その町にいる男の存在。たった1人でも その男が ジオに いるのといないのでは、全く印象が違うとさえ言えるのだ。
男の名は、《トーマ・リプトン》
現行人類最強の男と 自国のみならず、他国でも評される程の豪傑。その男の騎士道精神は、敵であったとしても、その強さは。……精神は 敬意を表する程のものだ。
歴代の勇将は 敵であったとしても 豪傑と語り伝えられるのは そう言う敬意があったからこそだ。

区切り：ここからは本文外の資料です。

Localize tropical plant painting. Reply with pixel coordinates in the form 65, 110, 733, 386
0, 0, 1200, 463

故に、トーマも未来ででも、伝えられる事になるだろう。真の戦士、武士だと言える男だから。
……だからこそ 違和感が拭えない者が此処にはいた。
「………」
この司令本部で ある程度の軍議も終わり、腕を組み壁にもたれかかる体勢で目を瞑るのはユーリだ。

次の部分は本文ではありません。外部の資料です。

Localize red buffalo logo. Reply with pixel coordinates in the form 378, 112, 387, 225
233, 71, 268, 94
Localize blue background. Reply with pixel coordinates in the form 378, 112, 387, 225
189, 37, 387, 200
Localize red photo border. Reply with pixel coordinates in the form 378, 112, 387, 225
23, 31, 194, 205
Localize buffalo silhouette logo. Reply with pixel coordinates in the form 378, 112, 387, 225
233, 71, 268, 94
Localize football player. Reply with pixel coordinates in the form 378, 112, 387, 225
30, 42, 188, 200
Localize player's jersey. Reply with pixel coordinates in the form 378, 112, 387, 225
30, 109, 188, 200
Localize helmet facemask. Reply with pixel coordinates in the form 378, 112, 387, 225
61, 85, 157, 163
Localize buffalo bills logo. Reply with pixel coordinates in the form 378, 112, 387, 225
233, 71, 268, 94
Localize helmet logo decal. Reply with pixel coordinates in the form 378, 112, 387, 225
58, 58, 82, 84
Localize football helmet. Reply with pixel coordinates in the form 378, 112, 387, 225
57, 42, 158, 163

人類最強と称される そのトーマの名は、勿論ユーリも知っている。
ハンティから訊く前から 自分の耳にも届いていた名前だ。
様々な世界を、国を見て回った彼だからこそ。……それ程の剛の者の事を、耳にしていてもおかしくはない。そして、何よりもトーマの性質についても勿論知っている。
確かに敵側、相対する側から考えれば まさに鬼神、戦神と形容されるだろう。そして、その圧倒的な力を目の当たりにしたら、心の弱いものであれば、あっという間に 戦意を喪失しかねない。だが、自軍を守る為に、味方の最後の1人まで逃がす為に 敵に背を向けずに最後まで戦い抜き、決して背中に傷をつけない。
そして、生還するのだ。
100もの軍勢を、最後まで劣勢だった戦の際に、最後まで戦い抜き、味方を救ったその姿は 勇姿そのものだ。味方のトーマに対する信頼は絶大。トーマは望まないが、トーマの為に 命を散らす事も辞さないのだ。 敵側でさえ、敬意を表する程だから。それは 総大将としてリーザス軍を率い続けてきたバレスも同様だろう。……同世代だからこそ。

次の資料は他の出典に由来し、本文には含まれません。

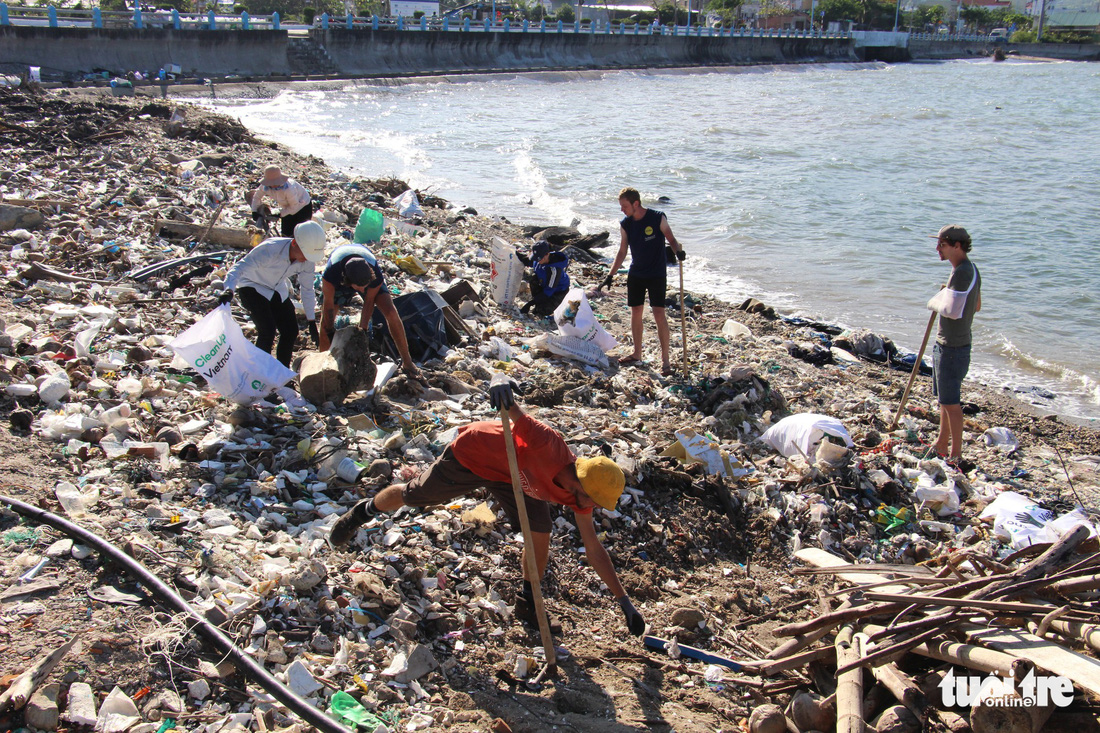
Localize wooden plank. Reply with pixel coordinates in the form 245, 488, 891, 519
794, 547, 909, 593
153, 219, 252, 250
960, 624, 1100, 696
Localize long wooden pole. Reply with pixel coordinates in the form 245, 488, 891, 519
501, 408, 558, 677
835, 626, 867, 733
679, 260, 690, 380
890, 310, 939, 430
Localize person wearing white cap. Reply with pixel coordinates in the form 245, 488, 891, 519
249, 165, 314, 237
218, 221, 325, 367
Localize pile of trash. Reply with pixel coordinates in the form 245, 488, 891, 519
0, 91, 1100, 732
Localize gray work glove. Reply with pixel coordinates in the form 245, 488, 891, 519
619, 595, 646, 636
488, 373, 519, 409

そして、だからこそ、解せないのが 今回のヘルマン側の、……トーマの動きだった。
「ユーリ殿」
「………」
バレスが声を掛けるが ユーリは集中をしている様で 反応しなかった。バレスは 聞こえていなかったのだろう、と思い再び声を掛ける。
「ユーリ殿?」
「……ああ。悪い。少し考え事をしていた。どうしたんだ?」
「いえ。ジオの町にも可能な限り、密偵を差し向けてはいます。流石に 軍の動きの詳細を把握するのは 難しいですが、 まだ 動きは無い。と言う報告は上がっておる。……故に、こちら側にも猶予はあるという事じゃ」
「……ああ。その間に 有力な情報があれば、だな。オレとしても 色々と探りは入れておくつもりだ。……勿論 出来る範囲で、だが」
「有難い。我々も死力を尽くしましょう。本日は これにて終了と致します。何か有りましたら、直ぐに皆に伝令を寄越しますゆえ、十分な休息をとって頂きたい。……ユーリ殿達は 相応の事を成し遂げてくれたのですから」
それは、バレスからの厚意だった。
無下にするのは 忍びなく思う。メナド達が言う様に 軍人が 頼ってしまう。冒険者に頼ってしまうと言う事、それは 『自分達が情けない』と思うと同時に、それ以上に 申し訳なさが頭に浮かぶのだ。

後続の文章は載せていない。